# Stacking rocks



## Mcqueen57m (Jun 22, 2018)

Hey everyone just looking for some tips on stacking some rocks that I want to put in my tank. I have a 75 gallon tank and got some landscaping rocks about a little larger than the size of a fist that I want to stack up in there but am afraid of them falling and breaking the class. Any and all tips on how to keep them from falling over are greatly appreciated!


----------



## zimmy (Aug 13, 2010)

Are they river rocks?

I would get bigger rocks to form the base with smaller rocks on top of those. Having some more flat rocks for the base also helps. I'd be nervous about stacking rocks that are all the same size, especially ones that are more round, on top of each other unless I siliconed them in place.


----------



## DJRansome (Oct 29, 2005)

Agreed, you should go from head-sized to fist sized.

When the stack threatens to become unstable don't go higher.


----------



## Thalas_shaya (Mar 10, 2014)

This was a pain in the tuches, but it gave me a really SOLID rockscape.
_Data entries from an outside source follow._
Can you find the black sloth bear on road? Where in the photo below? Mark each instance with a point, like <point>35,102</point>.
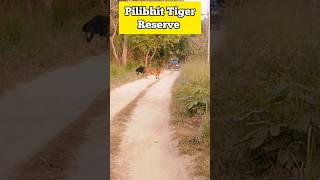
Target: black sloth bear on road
<point>97,25</point>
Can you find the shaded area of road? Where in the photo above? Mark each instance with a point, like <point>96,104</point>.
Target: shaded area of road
<point>147,149</point>
<point>35,112</point>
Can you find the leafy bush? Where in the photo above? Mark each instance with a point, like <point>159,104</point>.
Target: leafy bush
<point>267,101</point>
<point>193,91</point>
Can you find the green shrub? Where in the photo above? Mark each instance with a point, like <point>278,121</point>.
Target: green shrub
<point>268,99</point>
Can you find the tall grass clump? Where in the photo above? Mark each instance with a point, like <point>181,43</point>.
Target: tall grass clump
<point>193,94</point>
<point>191,113</point>
<point>267,100</point>
<point>122,74</point>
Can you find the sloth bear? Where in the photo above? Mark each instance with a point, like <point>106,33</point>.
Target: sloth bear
<point>97,25</point>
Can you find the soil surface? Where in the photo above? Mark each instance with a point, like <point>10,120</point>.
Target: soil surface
<point>35,114</point>
<point>146,148</point>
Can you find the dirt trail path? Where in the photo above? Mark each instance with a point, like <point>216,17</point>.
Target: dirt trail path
<point>35,112</point>
<point>147,150</point>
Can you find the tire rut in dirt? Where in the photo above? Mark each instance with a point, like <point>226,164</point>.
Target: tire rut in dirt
<point>117,128</point>
<point>56,158</point>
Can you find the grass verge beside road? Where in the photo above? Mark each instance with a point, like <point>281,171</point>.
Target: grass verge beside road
<point>191,116</point>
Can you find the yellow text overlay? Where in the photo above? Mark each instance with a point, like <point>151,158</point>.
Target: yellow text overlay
<point>160,17</point>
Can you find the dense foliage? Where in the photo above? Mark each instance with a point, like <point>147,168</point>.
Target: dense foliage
<point>267,97</point>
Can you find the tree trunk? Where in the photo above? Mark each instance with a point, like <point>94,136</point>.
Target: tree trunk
<point>154,52</point>
<point>146,59</point>
<point>102,8</point>
<point>124,57</point>
<point>114,51</point>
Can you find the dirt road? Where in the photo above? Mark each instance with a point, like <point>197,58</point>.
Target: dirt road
<point>146,149</point>
<point>35,113</point>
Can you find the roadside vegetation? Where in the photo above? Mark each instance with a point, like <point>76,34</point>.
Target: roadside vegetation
<point>40,35</point>
<point>191,113</point>
<point>190,106</point>
<point>266,102</point>
<point>121,74</point>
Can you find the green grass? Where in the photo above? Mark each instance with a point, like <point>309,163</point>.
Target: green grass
<point>272,65</point>
<point>191,115</point>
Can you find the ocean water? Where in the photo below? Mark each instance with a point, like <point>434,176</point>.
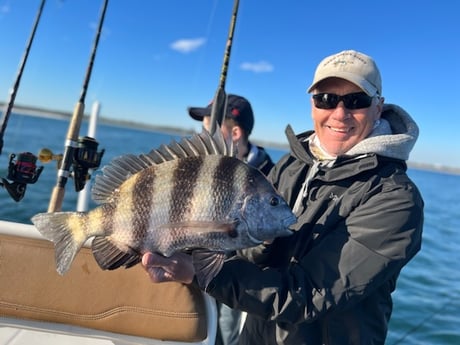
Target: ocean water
<point>427,299</point>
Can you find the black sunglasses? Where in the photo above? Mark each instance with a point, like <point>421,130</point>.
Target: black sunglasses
<point>357,100</point>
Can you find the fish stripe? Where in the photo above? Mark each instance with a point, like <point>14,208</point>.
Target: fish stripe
<point>224,179</point>
<point>184,184</point>
<point>142,199</point>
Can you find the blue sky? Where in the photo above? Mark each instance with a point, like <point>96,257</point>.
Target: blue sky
<point>157,57</point>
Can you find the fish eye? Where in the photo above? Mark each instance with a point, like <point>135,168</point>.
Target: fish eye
<point>274,201</point>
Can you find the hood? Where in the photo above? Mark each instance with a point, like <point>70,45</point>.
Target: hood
<point>394,137</point>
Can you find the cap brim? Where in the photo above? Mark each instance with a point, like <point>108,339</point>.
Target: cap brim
<point>198,113</point>
<point>363,84</point>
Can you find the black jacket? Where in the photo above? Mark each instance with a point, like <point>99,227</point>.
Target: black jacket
<point>359,222</point>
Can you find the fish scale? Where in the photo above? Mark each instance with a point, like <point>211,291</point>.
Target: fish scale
<point>192,196</point>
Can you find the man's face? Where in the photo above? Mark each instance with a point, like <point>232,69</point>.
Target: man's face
<point>226,130</point>
<point>340,129</point>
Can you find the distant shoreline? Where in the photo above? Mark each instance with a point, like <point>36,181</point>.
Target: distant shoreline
<point>50,113</point>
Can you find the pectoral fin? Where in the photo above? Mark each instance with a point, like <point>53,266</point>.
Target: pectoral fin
<point>110,257</point>
<point>204,227</point>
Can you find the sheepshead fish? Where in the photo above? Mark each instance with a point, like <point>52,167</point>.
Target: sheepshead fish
<point>192,195</point>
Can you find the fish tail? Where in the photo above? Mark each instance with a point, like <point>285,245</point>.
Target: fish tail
<point>67,230</point>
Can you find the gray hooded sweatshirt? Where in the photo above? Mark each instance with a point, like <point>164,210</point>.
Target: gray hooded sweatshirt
<point>360,221</point>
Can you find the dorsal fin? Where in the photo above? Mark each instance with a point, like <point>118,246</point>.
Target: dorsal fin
<point>121,168</point>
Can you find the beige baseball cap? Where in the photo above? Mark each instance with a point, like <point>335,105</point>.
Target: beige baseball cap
<point>356,67</point>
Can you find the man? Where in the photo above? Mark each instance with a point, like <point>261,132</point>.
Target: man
<point>237,126</point>
<point>360,221</point>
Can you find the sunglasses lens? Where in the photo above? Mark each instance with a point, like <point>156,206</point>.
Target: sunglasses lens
<point>357,100</point>
<point>326,100</point>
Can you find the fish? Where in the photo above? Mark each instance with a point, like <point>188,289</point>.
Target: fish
<point>191,195</point>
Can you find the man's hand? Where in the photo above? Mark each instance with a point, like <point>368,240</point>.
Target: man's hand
<point>178,267</point>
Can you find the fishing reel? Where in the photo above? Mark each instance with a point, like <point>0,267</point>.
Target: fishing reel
<point>21,172</point>
<point>85,157</point>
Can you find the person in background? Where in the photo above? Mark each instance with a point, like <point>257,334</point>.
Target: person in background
<point>237,126</point>
<point>360,220</point>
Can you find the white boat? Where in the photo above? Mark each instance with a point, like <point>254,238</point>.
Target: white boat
<point>88,305</point>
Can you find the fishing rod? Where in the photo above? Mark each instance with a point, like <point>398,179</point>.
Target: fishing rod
<point>9,105</point>
<point>22,169</point>
<point>220,99</point>
<point>71,144</point>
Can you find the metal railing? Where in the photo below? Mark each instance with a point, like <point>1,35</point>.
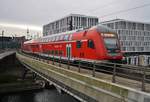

I rented a rotary hammer that had drill-only mode (my Home Depot rents them, and the bits for them). Then I drilled holes in my rock that would accommodate a 1/2" piece of PVC. If your rocks are only just fist-sized, this may not work for you, as they really need to be a little oblong to have room to accommodate the drill.
Having done this, I then took one very large, thick, flat plate of limestone, drilled down into it, but not through it, and used it as the base socket for the PVC. Then I just threaded the rocks onto the PVC pieces, like beads on a string. My rocks were rather plate-shaped, so I have them spanning alternately left and right with the holes drilled off-center. This gives me a series of small, irregular "apartments" in my rock work and a solid base.
You can get away with a regular drill (instead of a rotary hammer) if you go with a thinner structural bar than 1/2" PVC, like acrylic rod or something. I just had a ton of 1/2" PVC laying about and wanted to use it up. Plus I wanted to play with a rotary hammer for the fun of it.  
There are several good youtube videos expanding on the concept. Lemme know if you need help sorting out a good starting point.


----------



## DJRansome (Oct 29, 2005)

I tried attaching rocks but over the years, I stopped doing this for maintenance reasons. 
- Each rock is heavy enough without having to lift several at once,
- If you can't separate them it is harder to clean in between
- Loss of flexibility in using individual rocks in different layouts


----------



## Mcqueen57m (Jun 22, 2018)

Thanks everyone for the tips! They aren't river rocks, which leads me to my next question. They're landscaping rocks I got from the job I was working at a while ago. What is the best way to go about cleaning them up to make sure they are safe to add to the tank?


----------



## DJRansome (Oct 29, 2005)

I would not use if they were ever exposed to pesticide.

Scrub with a brush and water and add to the tank.


----------



## zimmy (Aug 13, 2010)

I don't like risking introducing snails to my tanks so I soak all rocks after rinsing in a bleach solution overnight. After rinsing I soak overnight in water that has a triple dose of dechlorinator. Next day if they don't smell of bleach they go in the tank. Been doing this as long as I've been in the hobby. Never had a problem and never had snails.


----------